Migalkin could no longer resist, and, as if from outside his body, he was watching what was happening. The old man dragged Pashka to a remote corner of the cemetery. Near the rusty fence, amidst the old graves, among the bushes of ambrosia, Pashka saw a new empty pit.

He tried to snap off a hook, moved his legs, but his strength had completely abandoned him, and the old man, with a malicious smile, crossed with his finger—“Come on! Do not be naughty…”—and, having unhooked the hook himself, without any effort, pushed Pashka down into the grave.

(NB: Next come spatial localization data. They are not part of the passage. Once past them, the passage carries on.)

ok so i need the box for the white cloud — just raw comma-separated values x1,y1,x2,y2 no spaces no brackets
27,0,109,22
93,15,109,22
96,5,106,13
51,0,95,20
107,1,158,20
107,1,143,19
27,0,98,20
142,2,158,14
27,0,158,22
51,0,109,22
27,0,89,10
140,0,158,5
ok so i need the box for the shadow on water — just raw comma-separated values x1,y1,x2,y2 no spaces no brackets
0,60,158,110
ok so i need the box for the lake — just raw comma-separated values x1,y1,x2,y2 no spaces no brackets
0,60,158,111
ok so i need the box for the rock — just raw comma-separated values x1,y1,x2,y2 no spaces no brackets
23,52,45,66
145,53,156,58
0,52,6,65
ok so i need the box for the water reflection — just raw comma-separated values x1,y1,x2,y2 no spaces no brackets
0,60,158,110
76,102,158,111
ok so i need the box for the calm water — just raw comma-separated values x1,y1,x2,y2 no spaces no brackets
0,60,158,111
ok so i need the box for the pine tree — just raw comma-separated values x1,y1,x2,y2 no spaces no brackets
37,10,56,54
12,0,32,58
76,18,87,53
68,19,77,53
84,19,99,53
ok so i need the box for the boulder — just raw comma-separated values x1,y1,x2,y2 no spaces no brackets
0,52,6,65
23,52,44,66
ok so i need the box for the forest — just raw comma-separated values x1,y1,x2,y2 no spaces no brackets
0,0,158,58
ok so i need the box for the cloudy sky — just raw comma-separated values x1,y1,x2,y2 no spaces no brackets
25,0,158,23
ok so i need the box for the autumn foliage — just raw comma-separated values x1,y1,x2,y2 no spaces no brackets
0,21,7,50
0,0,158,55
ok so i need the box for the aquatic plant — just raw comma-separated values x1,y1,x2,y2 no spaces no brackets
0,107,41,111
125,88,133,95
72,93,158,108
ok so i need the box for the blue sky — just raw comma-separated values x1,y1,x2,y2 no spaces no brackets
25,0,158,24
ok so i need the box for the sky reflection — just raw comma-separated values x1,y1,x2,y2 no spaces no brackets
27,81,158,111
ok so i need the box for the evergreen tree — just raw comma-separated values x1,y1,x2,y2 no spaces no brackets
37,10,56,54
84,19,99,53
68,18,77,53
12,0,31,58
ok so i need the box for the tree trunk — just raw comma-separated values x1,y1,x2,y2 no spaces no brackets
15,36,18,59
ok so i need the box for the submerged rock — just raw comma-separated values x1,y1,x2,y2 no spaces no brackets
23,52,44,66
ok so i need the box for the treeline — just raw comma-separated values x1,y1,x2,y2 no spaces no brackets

Through the rustle of the sepulchral soil, covering him, Migalkin heard: “Do not worry…here we bury the ones like you. We are here to bury everyone…and I will write about you…you were born dead…”

***

* NKVD: Narodnyy Komissariat Vnutrennikh Del (Russian: Народный комиссариат внутренних дел, abbreviated NKVD, lit. the People’s Commissariat for Internal Affairs) was the interior ministry of the Soviet Union. An interior ministry is a government ministry typically responsible for policing, emergency management, national security, registration, supervision of local governments, conduct of elections, public administration and immigration matters. The ministry is often headed by a minister of the interior, minister of internal affairs or a minister of home affairs. In some countries, matters relating to the maintenance of law and order and the administration of justice are the responsibility of a separate justice ministry.

** VDNKh: Vystavka Dostizheniy Narodnogo Khozyaystva (VDNKh) (Russian: Выставка достижений народного хозяйства, abbreviated ВДНХ, lit. Exhibition of Achievements of National Economy) is a permanent general purpose trade show and amusement park in Moscow, Russia. Between 1991 and 2014, it was also called the All-Russia Exhibition Centre. It is a state joint-stock company.